Fue amor

16 03 2008

Después de ese nefasto episodio en el taxi, “J” no dejó de llamarme durante toda la semana, al final harta de tanta tontería resolví decirle que me iba a hacer el test de embarazo para salir de dudas.

Nos encontramos una tarde de viernes y salimos a caminar por Miraflores. “J” no dejaba de mirarme como buscando un atisbo de esperanza en mis ojos, un poco de amor. Después de varios silencios incómodos y de preguntarle cómo le iba en el trabajo y demás trivialidades, que uno le pregunta a la persona de al lado solo por charlar, me tomó de las manos y me dijo: Discúlpame por haber sido tan idiota.

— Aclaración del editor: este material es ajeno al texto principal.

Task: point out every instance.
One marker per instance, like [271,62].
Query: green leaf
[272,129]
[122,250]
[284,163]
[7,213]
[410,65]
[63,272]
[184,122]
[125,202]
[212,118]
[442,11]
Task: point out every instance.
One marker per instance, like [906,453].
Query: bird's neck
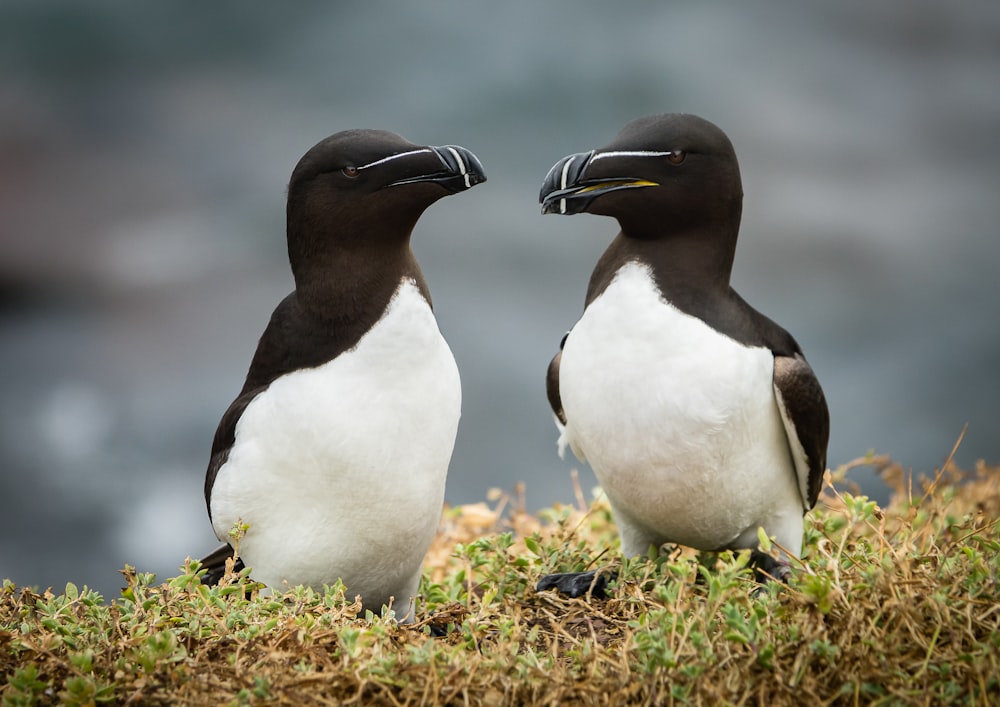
[686,264]
[354,280]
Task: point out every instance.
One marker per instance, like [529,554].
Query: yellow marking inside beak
[618,185]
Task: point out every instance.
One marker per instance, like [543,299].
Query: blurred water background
[145,149]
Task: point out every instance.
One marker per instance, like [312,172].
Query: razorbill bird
[700,416]
[334,454]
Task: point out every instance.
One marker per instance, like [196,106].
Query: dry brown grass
[895,605]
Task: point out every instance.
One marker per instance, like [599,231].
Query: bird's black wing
[271,359]
[807,421]
[552,388]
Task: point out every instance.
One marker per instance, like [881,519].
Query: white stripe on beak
[461,166]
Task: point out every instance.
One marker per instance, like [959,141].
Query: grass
[895,605]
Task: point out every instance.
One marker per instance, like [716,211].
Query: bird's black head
[661,174]
[353,201]
[360,189]
[356,179]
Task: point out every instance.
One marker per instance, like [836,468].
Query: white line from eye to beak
[394,157]
[629,153]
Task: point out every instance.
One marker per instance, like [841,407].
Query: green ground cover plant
[893,605]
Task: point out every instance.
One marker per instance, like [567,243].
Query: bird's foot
[578,584]
[767,568]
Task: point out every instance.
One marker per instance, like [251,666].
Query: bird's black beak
[460,170]
[567,189]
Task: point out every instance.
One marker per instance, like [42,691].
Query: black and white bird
[700,416]
[335,452]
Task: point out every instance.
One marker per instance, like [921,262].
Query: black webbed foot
[767,568]
[578,584]
[215,565]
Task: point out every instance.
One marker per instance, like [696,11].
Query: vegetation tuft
[895,605]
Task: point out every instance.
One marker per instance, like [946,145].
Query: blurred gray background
[145,149]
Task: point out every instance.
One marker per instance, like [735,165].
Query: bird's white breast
[678,421]
[339,470]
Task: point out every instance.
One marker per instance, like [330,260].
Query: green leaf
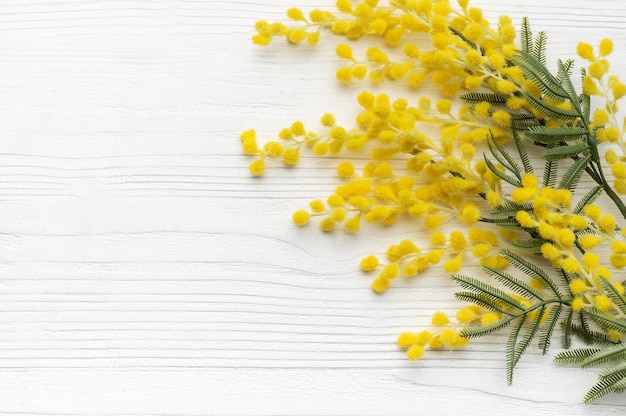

Se me heló la sangre. Me abrazó y no emití sonido. Tenía miedo y remordimientos. Fue amor, lo supe cuando empezamos a salir y lo supe cuando terminamos. Yo lo quería y él, tal vez, me quiso en su momento. Era el momento de cerrar el libro. El momento de reconciliarme con él y convertirlo en un amigo entrañable.

Se disculpó por todo, me dijo cada pecado, cada metida de pata, cada mentira y yo hice lo mismo. Terminamos riéndonos y le dije la verdad, que esa noche solo había querido fregarle su plan porque lo odiaba. No se molestó, solo me dijo que no es bueno tener a alguien ‘con los huevos de corbata’ durante una semana solo placer. No le pareció infantil, en cambio, a mi sí.

Nos abrazamos y me despedí de “J” para siempre. Ahora, empieza el cambio. ¿Quién se une?